Le biopic *Michael*, réalisé par Antoine Fuqua et produit par Lionsgate et Universal, a dépassé toutes les attentes en atteignant 217 millions de dollars de recettes mondiales lors de son week-end d’ouverture. Avec 97 millions de dollars engrangés aux États-Unis, il établit deux records historiques : celui du meilleur démarrage pour un biopic avant ajustement de l’inflation, et celui du meilleur lancement dans 64 des 83 pays où il a été distribué.
Ces chiffres surpassent les précédents records détenus par *Oppenheimer* (174 millions de dollars en juillet 2023) et *American Sniper* (90,1 millions de dollars en janvier 2015). Le plus proche équivalent reste *Bohemian Rhapsody*, autre biopic musical centré sur Freddie Mercury, qui avait généré plus de 910 millions de dollars malgré des critiques mitigées sur sa représentation de la vie du chanteur.
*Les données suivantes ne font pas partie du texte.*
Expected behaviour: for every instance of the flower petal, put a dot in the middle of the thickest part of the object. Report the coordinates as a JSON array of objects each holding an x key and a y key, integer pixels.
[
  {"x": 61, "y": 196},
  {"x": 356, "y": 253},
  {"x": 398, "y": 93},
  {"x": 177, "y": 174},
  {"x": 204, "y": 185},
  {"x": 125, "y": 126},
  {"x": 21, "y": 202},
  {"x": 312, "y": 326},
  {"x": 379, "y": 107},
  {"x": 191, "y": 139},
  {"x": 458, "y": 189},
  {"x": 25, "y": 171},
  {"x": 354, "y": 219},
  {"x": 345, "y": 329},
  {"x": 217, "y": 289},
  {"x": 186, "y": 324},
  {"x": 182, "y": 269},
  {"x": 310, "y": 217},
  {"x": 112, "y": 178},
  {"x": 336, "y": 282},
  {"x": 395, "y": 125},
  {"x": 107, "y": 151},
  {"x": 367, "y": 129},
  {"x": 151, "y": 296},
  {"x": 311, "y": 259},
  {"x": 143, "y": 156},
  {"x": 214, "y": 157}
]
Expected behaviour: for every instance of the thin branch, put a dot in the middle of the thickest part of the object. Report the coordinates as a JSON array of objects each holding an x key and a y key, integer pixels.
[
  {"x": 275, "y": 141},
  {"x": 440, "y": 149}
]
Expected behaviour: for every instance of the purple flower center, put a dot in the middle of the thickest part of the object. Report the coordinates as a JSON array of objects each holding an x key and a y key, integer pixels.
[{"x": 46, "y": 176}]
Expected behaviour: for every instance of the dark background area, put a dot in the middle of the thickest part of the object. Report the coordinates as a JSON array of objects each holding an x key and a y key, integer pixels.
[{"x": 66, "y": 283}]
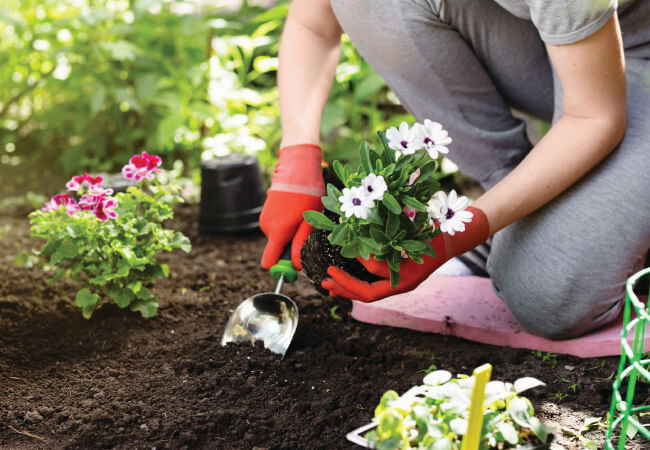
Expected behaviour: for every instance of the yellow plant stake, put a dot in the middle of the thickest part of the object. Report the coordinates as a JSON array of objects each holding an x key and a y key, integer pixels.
[{"x": 475, "y": 422}]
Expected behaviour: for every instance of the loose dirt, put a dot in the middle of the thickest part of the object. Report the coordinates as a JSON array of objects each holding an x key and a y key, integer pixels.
[{"x": 121, "y": 381}]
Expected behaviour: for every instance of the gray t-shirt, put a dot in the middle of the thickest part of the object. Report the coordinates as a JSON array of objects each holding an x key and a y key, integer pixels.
[
  {"x": 567, "y": 21},
  {"x": 562, "y": 22}
]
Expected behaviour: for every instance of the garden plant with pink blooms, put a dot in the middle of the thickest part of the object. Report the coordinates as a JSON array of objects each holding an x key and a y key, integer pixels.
[
  {"x": 108, "y": 243},
  {"x": 391, "y": 206}
]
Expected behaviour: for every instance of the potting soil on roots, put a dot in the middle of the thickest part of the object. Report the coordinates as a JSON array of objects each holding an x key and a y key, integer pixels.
[{"x": 121, "y": 381}]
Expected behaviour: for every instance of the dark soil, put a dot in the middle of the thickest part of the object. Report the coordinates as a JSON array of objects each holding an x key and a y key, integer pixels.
[
  {"x": 318, "y": 254},
  {"x": 121, "y": 381}
]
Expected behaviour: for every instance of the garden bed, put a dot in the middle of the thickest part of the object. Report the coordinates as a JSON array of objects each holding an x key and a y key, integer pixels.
[{"x": 121, "y": 381}]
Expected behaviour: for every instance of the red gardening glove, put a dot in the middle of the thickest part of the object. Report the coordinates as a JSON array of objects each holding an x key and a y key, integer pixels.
[
  {"x": 296, "y": 187},
  {"x": 446, "y": 246}
]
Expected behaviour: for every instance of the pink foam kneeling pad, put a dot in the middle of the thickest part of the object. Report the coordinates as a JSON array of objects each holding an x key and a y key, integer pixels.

Pourtant, *Michael* a essuyé une vague de critiques négatives à sa sortie. Si l’interprétation de Jaafar Jackson, neveu du défunt artiste, a été saluée, le scénario et la réalisation ont été largement pointés du doigt. Le film a également dû composer avec une production tumultueuse : des reshoots coûteux, financés par la succession de Michael Jackson, ont été imposés après la découverte d’une clause dans un accord de 1993 interdisant toute mention de l’accusateur dans l’affaire d’abus sexuels. Cette contrainte a forcé la suppression d’éléments clés du troisième acte du film.
Malgré ces obstacles, le public a massivement plébiscité *Michael*. Le film a obtenu un note A- sur CinemaScore, un score de 97 % sur Rotten Tomatoes auprès des spectateurs et une note de 90 % sur PostTrak. Ces résultats contrastent fortement avec les critiques professionnelles, révélant une divergence majeure entre les attentes des fans et celles des professionnels du cinéma.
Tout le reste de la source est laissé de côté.